O artigo 76 prevê que “As emissoras de rádio e televisão somente exibirão, no
horário recomendado para o público infanto-juvenil, programas com finalidades
educativas, artísticas, culturais e informativas”, ressaltando no Parágrafo único que
“Nenhum espetáculo será apresentado ou anunciado sem aviso de sua classificação, antes
de sua transmissão, apresentação ou exibição”, o que demonstra a preocupação do ECA
com o conteúdo exigido para as crianças (BRASIL, 2017). Nesse artigo não se identifica
recomendações e/ou proibições para exibição publicitária, mas possui os mesmos
preceitos que as recomendações do CONAR para a publicidade infantil. Assim, a inserção
da publicidade nestas programações não implica em descumprimento dos preceitos
definidos no Eca e no Código de Autorregulamentação Publicitária. Essa interpretação
garante exercício do direito à informação dentro dos padrões éticos estabelecidos.
O Art. 78 prevê que revistas e publicações com material impróprio/ inadequado
as crianças e adolescentes deverão ser comercializadas em embalagem lacrada, com a
advertência de seu conteúdo (BRASIL, 2017). O Art. 79 proíbe anúncios em revistas e
publicações para o público infanto-juvenil com ilustrações, fotografias, legendas,
crônicas ou anúncios de bebidas alcoólicas, tabaco, armas e munições, ressaltando que os
anúncios nesses suportes midiáticos deverão respeitar os valores éticos e sociais da pessoa
e da família (BRASIL, 2017) - assim, limita o exercício da publicidade, excluindo temas
que trazem situações prejudiciais ao desenvolvimento saudável dos protegidos.

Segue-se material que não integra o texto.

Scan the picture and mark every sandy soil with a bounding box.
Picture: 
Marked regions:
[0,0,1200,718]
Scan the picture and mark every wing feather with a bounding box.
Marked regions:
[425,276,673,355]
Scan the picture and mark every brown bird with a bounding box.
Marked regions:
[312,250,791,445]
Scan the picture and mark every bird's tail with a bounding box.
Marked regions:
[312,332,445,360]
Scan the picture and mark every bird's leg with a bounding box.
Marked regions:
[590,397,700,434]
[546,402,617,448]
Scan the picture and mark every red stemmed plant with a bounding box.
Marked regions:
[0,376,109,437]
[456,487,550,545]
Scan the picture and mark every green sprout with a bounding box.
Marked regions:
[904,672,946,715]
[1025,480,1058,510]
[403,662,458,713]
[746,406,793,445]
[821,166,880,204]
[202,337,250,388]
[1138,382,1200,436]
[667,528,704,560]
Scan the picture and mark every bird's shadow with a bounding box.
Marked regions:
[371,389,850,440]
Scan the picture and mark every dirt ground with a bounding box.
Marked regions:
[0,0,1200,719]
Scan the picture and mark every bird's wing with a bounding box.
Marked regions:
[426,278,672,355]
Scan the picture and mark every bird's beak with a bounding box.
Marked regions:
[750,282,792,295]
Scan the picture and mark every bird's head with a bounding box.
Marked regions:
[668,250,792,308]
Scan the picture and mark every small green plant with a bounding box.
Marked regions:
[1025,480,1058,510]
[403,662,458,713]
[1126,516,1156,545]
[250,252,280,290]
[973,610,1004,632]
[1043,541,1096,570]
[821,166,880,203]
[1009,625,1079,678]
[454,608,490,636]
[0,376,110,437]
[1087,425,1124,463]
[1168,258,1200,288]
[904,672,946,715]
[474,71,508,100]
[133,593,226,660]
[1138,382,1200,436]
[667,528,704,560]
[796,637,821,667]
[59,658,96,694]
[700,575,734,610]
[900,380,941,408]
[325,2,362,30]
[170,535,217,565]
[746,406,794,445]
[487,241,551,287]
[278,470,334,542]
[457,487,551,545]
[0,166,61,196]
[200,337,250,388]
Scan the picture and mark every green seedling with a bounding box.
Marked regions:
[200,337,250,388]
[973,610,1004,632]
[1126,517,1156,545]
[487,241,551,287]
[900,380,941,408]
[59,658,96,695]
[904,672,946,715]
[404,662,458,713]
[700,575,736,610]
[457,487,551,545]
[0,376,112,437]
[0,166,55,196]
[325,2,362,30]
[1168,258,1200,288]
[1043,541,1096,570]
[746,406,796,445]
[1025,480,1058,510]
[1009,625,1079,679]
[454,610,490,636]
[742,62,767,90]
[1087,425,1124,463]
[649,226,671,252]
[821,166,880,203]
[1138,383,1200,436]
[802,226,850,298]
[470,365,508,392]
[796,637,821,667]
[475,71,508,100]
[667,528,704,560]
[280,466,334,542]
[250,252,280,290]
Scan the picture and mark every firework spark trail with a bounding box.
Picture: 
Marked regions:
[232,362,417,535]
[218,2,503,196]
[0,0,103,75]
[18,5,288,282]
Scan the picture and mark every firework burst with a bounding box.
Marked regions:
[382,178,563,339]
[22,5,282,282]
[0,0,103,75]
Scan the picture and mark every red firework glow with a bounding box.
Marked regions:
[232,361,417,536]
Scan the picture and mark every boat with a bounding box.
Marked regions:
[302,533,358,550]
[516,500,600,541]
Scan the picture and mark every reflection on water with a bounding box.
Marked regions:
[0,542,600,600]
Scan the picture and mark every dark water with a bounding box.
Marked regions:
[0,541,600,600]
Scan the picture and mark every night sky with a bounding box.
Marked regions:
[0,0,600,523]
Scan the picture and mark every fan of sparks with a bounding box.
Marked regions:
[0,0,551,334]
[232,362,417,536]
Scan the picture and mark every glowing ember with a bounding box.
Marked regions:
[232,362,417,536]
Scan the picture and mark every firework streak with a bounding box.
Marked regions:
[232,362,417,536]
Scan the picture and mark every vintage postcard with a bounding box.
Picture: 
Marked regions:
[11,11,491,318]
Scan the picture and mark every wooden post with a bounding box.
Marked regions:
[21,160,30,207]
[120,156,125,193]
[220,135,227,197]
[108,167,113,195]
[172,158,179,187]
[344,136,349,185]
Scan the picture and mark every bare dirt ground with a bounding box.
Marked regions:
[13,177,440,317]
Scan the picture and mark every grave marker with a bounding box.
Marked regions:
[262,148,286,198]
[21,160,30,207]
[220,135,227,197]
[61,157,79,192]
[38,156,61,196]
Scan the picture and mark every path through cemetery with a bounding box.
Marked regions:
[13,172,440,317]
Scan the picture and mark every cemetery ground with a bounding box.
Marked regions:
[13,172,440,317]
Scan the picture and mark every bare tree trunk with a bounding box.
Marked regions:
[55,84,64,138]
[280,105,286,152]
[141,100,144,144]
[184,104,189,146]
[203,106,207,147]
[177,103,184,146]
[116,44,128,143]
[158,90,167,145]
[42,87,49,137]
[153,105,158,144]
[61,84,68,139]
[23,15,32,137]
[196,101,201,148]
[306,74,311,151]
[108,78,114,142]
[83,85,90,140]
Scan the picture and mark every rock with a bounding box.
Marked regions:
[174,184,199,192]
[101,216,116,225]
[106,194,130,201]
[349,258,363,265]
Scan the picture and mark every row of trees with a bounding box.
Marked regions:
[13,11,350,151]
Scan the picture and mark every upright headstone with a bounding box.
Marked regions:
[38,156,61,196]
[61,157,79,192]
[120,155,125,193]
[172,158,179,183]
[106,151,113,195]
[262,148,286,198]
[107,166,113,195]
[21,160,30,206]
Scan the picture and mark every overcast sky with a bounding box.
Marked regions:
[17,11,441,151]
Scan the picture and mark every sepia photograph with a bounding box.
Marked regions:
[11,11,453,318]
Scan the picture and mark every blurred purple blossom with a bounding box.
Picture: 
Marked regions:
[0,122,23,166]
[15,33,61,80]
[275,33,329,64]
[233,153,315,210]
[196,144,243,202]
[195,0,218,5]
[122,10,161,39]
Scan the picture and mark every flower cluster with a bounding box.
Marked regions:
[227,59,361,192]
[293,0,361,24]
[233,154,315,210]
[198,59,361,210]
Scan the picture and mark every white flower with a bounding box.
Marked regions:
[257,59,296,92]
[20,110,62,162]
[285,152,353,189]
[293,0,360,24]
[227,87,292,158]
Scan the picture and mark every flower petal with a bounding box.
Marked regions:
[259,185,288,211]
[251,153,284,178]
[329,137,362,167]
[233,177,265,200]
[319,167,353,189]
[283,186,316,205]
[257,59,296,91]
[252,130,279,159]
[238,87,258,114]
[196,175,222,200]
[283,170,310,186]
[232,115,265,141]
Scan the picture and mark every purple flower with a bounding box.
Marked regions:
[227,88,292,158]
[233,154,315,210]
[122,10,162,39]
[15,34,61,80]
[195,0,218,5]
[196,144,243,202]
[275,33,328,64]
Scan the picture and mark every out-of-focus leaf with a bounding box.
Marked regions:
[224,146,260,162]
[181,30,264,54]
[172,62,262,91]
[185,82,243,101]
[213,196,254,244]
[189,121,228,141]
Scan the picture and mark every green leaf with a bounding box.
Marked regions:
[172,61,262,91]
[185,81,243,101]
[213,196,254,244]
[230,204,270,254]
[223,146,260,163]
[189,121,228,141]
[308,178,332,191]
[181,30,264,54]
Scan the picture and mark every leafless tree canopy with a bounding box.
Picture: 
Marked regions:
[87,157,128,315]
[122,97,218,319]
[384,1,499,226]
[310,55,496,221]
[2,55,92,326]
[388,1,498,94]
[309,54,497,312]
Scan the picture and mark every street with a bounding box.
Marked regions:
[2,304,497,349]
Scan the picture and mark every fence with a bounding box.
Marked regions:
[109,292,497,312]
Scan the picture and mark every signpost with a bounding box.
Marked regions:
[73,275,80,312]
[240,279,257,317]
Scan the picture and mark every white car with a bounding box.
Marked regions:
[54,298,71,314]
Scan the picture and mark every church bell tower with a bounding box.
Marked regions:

Esses
artigos são mecanismos de reforço das normas previstas na autorregulação do CONAR
sobre a publicidade infantil e são utilizados como base para reclamações judiciais.
Esses dois artigos envolvem discussões divergentes sustentadas na interpretação
do que está disposto. Por um lado, a interpretação literal, taxativa para a proibição apenas
do expressamente definido. Do outro lado, a defesa da abrangência interpretativa
exemplificativa - isto é, não sendo rol taxativo cabendo acréscimos. Essa divergência
pode ser dirimida por meio da análise do conteúdo do Código, uma vez que foi baseado
na garantia constitucional da proteção integral e na prioridade absoluta do melhor
interesse da criança e do adolescente - esse deve ser o direcionamento para qualquer
interpretação legal, sendo acolhida aquela com mais ganhos para os infantes.